>when male life expectancy has plunged to 57 years . . .
I wonder how reliable this fact is, though. From what I've seen, the Russian
mortality crisis reflected a statistical trend from 1987 to 1994, mostly
among males in the 30-60 age group. Infant mortality and death rates among
older males didn't change that much (although birth rates also plunged).
There was also an improvement in male life expectancy in the decade prior to
1990. It seems to me that a complicating factor would be the extraordinary
bulge in the Russian birth cohort from the 5-year period preceding World War
II. I don't have the stats to do the checking, but it may be that a much
less drastic decline in male life expectancy has been amplified out of
proportion by a half-century old demographic blip.
As of 1990, the Russian male cohort born in the five years between 1936 and
1940 was about 50% larger than that born in the previous five years and over
2/3 larger than that born in the subsequent five year period.

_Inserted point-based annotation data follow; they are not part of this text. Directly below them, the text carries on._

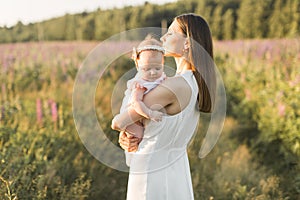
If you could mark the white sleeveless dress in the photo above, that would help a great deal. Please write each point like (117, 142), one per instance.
(160, 170)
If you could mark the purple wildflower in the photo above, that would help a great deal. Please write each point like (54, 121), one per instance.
(39, 111)
(54, 111)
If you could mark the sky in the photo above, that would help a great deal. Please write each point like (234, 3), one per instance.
(30, 11)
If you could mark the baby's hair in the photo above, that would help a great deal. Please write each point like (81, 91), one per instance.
(149, 40)
(148, 44)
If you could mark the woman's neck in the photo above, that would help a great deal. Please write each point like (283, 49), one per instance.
(182, 65)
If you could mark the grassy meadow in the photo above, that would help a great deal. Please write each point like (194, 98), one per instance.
(42, 157)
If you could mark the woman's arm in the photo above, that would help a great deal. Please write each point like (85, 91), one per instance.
(139, 106)
(158, 98)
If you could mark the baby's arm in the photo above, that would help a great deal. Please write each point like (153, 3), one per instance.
(139, 106)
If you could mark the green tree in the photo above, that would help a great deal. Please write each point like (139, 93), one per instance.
(245, 19)
(260, 18)
(217, 25)
(70, 31)
(228, 24)
(276, 20)
(294, 25)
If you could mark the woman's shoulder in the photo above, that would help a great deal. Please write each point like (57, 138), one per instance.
(175, 82)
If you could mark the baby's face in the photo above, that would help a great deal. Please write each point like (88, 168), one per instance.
(150, 64)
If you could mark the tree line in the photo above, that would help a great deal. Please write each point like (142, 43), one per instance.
(228, 19)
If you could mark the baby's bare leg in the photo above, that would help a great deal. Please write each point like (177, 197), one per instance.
(136, 129)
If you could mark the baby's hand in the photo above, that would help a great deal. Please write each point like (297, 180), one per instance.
(155, 116)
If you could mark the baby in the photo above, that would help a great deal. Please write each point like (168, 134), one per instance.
(149, 59)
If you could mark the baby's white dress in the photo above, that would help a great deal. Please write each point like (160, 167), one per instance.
(160, 170)
(149, 85)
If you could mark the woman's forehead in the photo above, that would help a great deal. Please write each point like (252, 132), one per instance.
(175, 27)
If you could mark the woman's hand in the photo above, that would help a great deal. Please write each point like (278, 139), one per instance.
(129, 142)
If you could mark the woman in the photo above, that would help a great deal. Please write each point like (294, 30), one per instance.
(160, 167)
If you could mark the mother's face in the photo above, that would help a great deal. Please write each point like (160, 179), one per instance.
(174, 40)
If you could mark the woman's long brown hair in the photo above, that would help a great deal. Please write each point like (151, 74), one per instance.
(200, 56)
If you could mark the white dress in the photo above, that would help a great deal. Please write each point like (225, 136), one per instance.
(160, 170)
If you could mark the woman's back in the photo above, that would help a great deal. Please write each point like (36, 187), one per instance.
(160, 166)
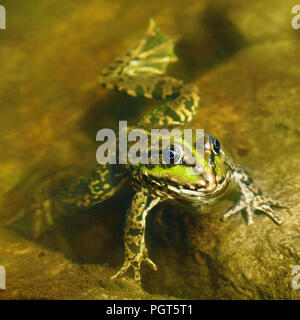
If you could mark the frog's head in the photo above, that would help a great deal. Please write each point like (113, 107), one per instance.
(189, 175)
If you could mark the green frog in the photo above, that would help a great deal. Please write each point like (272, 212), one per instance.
(141, 73)
(199, 184)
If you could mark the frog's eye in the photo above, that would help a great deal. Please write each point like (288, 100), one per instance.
(172, 155)
(216, 146)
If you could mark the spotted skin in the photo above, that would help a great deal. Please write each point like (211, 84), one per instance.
(136, 74)
(85, 193)
(141, 72)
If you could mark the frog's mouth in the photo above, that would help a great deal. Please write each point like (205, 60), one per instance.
(207, 190)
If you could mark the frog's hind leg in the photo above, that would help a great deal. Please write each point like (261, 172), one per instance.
(87, 192)
(134, 234)
(252, 199)
(140, 73)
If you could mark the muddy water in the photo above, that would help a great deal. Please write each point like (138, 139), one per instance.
(243, 57)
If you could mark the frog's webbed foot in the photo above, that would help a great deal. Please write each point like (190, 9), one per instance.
(134, 234)
(135, 262)
(256, 203)
(252, 199)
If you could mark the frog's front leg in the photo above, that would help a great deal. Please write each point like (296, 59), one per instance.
(251, 198)
(134, 234)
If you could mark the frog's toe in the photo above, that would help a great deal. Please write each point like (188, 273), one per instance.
(265, 208)
(259, 203)
(136, 266)
(122, 271)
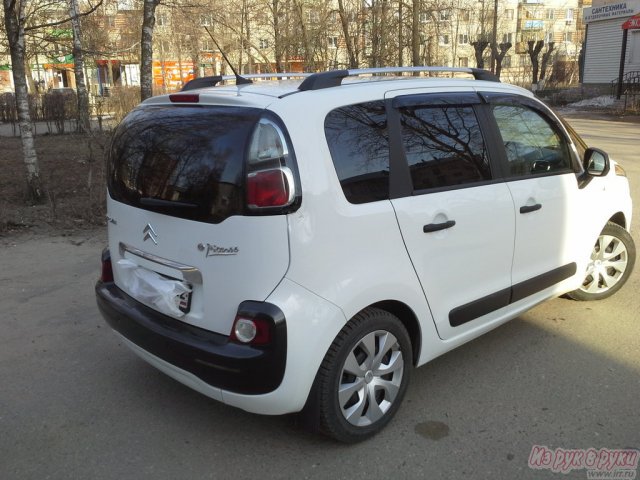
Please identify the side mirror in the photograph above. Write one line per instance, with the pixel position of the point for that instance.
(596, 162)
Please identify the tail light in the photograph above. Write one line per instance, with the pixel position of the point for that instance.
(106, 275)
(270, 181)
(270, 188)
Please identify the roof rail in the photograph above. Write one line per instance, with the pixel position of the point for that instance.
(333, 78)
(202, 82)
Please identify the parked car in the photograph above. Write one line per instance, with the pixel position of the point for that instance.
(302, 245)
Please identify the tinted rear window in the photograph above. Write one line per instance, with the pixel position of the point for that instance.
(182, 161)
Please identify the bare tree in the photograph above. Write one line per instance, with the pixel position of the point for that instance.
(350, 41)
(146, 48)
(14, 20)
(478, 48)
(78, 68)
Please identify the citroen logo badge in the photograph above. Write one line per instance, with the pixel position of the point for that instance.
(148, 233)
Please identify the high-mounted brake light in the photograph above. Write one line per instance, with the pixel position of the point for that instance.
(185, 97)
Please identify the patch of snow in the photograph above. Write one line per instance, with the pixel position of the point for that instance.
(603, 101)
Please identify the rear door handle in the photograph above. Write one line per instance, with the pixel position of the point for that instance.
(434, 227)
(530, 208)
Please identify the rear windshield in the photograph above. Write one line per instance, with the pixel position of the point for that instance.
(182, 161)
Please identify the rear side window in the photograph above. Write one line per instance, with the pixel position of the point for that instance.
(359, 146)
(444, 146)
(182, 161)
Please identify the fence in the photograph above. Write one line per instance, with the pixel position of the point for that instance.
(57, 112)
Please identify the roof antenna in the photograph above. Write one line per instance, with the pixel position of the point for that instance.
(239, 80)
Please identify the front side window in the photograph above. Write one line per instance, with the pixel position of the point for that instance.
(444, 146)
(359, 145)
(531, 143)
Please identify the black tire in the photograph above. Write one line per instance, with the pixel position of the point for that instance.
(612, 260)
(375, 395)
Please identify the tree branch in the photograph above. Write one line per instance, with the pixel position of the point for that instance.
(68, 19)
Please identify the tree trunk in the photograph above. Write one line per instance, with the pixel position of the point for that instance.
(277, 35)
(499, 56)
(146, 48)
(415, 34)
(14, 25)
(533, 49)
(545, 59)
(78, 69)
(344, 21)
(400, 34)
(478, 49)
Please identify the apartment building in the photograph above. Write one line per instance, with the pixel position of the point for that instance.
(312, 35)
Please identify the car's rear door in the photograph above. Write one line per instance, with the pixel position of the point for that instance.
(540, 171)
(455, 213)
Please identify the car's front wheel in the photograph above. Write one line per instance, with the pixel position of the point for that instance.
(363, 377)
(611, 263)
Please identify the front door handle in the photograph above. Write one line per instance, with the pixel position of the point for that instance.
(530, 208)
(434, 227)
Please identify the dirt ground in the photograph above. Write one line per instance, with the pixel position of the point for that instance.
(72, 169)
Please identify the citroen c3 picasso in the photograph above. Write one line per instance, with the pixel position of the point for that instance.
(301, 244)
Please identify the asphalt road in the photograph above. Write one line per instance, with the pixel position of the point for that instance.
(77, 404)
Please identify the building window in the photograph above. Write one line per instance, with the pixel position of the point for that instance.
(531, 141)
(569, 16)
(444, 146)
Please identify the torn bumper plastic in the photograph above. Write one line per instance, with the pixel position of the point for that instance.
(209, 356)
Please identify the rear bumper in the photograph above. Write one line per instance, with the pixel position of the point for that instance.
(211, 357)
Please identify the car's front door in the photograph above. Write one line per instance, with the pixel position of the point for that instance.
(456, 215)
(541, 176)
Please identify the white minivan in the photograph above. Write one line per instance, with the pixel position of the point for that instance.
(301, 245)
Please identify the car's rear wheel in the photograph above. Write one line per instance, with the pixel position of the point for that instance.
(611, 263)
(363, 377)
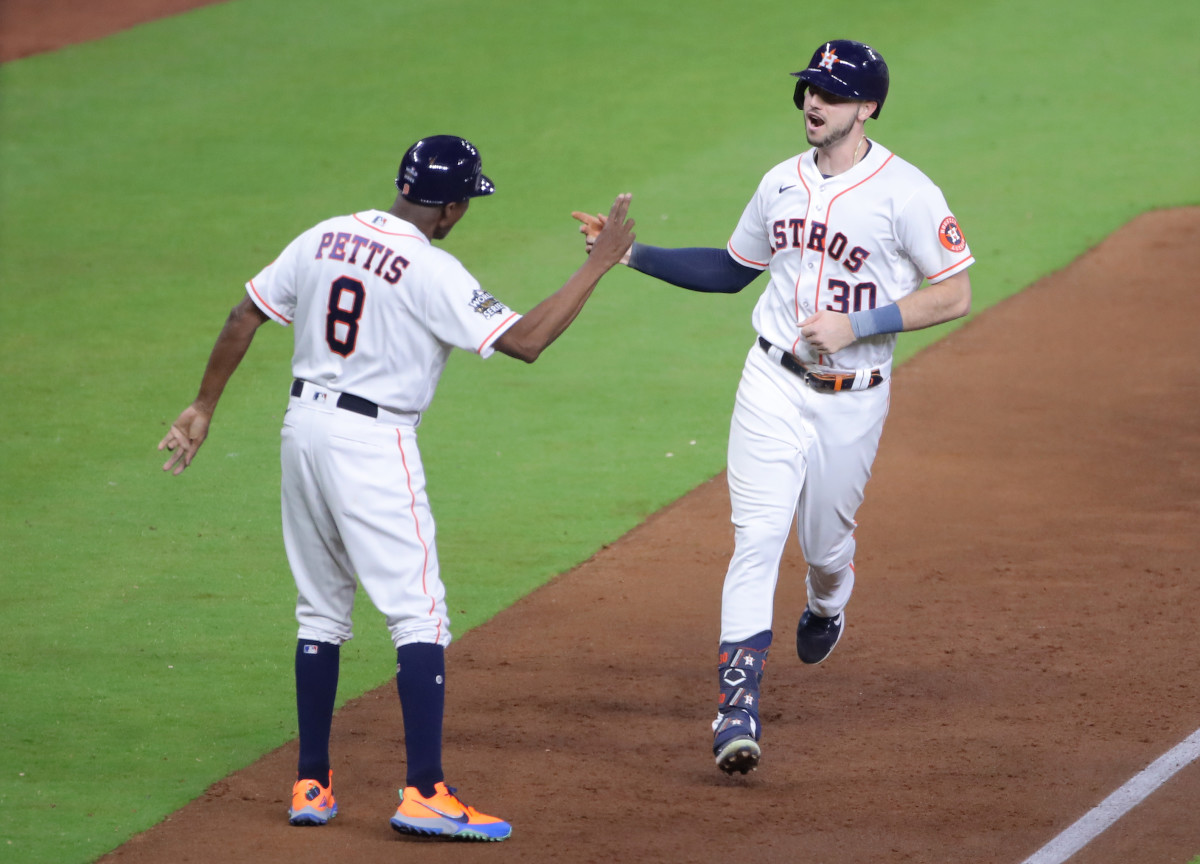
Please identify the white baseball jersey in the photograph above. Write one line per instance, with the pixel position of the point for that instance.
(853, 241)
(377, 309)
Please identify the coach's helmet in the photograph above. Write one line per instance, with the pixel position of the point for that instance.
(442, 169)
(845, 69)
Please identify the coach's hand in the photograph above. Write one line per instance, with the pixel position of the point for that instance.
(591, 229)
(185, 438)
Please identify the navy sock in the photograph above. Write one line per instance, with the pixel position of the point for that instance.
(420, 682)
(316, 691)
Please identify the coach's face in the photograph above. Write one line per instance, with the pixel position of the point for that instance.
(828, 119)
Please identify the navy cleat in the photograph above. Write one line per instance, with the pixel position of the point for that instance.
(816, 636)
(733, 742)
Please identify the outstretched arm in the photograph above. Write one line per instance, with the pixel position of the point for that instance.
(544, 323)
(703, 269)
(192, 426)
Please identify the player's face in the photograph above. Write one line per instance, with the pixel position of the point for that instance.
(828, 119)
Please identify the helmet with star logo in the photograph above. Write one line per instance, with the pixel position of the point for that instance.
(847, 69)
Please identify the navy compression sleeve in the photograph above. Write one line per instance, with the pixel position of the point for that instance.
(709, 270)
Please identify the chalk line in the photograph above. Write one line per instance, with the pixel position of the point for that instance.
(1117, 804)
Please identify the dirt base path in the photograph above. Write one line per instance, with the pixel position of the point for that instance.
(34, 27)
(1021, 641)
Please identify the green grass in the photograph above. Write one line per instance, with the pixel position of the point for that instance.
(145, 177)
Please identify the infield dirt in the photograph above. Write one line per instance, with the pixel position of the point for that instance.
(1020, 642)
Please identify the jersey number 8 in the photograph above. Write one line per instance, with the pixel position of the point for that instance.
(342, 322)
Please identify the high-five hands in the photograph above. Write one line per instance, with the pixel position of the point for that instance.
(592, 227)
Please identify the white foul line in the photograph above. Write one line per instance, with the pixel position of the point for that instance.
(1117, 804)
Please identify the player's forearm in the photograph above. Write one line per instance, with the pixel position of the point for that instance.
(547, 321)
(228, 351)
(937, 304)
(703, 269)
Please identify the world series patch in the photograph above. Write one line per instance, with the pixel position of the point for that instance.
(951, 237)
(485, 304)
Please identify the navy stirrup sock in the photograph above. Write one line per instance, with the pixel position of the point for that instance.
(317, 665)
(420, 682)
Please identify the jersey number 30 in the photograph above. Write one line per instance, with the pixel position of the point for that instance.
(847, 298)
(346, 297)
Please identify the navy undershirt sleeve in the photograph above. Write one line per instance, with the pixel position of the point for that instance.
(709, 270)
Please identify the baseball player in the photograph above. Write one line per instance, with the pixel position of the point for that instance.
(849, 232)
(376, 310)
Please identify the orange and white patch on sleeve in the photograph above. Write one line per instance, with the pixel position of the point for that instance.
(952, 235)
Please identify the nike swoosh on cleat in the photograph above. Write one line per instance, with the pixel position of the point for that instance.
(461, 820)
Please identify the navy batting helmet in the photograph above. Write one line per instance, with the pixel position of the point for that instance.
(442, 169)
(845, 69)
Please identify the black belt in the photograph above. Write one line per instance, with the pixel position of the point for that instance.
(346, 401)
(832, 382)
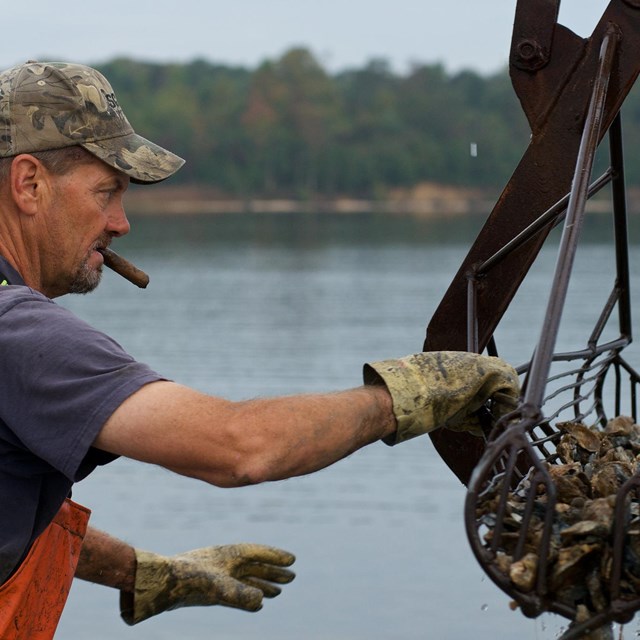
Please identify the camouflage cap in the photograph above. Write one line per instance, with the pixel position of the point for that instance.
(52, 105)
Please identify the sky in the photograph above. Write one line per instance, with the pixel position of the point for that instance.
(342, 34)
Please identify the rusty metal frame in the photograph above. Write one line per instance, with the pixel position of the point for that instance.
(553, 73)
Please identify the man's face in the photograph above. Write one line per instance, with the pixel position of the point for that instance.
(85, 213)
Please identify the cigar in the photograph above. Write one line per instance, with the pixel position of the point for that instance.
(125, 268)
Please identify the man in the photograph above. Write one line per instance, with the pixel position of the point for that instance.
(72, 399)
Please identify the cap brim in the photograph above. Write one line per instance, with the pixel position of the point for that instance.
(142, 160)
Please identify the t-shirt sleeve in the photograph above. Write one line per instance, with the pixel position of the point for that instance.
(60, 380)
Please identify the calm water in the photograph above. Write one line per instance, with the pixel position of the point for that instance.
(255, 306)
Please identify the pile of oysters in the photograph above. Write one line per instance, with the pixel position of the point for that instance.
(590, 467)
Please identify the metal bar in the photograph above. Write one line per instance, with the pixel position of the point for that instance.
(573, 223)
(620, 226)
(551, 217)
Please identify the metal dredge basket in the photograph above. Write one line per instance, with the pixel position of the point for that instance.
(590, 386)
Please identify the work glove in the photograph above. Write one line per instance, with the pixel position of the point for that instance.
(236, 575)
(444, 389)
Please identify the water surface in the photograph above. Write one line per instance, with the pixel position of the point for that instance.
(247, 306)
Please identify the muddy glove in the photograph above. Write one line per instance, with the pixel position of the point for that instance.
(237, 575)
(444, 389)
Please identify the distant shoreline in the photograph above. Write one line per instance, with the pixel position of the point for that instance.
(426, 200)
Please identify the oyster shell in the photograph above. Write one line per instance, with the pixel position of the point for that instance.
(588, 469)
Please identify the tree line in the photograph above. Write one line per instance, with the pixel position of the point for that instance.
(290, 128)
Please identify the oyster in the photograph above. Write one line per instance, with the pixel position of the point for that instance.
(587, 471)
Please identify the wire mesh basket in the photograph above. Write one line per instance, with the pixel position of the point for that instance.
(553, 507)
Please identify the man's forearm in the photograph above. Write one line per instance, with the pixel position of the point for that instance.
(106, 560)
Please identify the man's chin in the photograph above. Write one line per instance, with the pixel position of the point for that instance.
(86, 281)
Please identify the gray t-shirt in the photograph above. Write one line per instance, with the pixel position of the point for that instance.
(60, 380)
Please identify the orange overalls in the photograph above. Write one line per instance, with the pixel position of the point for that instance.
(32, 599)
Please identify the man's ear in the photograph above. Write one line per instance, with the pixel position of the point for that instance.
(28, 181)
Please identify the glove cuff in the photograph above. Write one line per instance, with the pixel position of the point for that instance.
(152, 579)
(404, 385)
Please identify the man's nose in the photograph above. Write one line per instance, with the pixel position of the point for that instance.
(118, 224)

A second complicating factor could be the huge military casualities suffered
by the Soviet Union in World War II. For example, in 1990 there were only
about half as many males as females in the 65-69 age group. Ceterus paribus,
there would be less deaths among males in the 70-75 age group during the
first half of the 1990s simply because there would be less males.
To repeat: all this suggests to me not that there hasn't been a
deterioration in male life expectancy in Russia, but that the steepness of
the decline MAY have been exagerated due to demographic factors totally
unconnected with the demise of the Soviet Union.
This is a _question_, not a conclusion.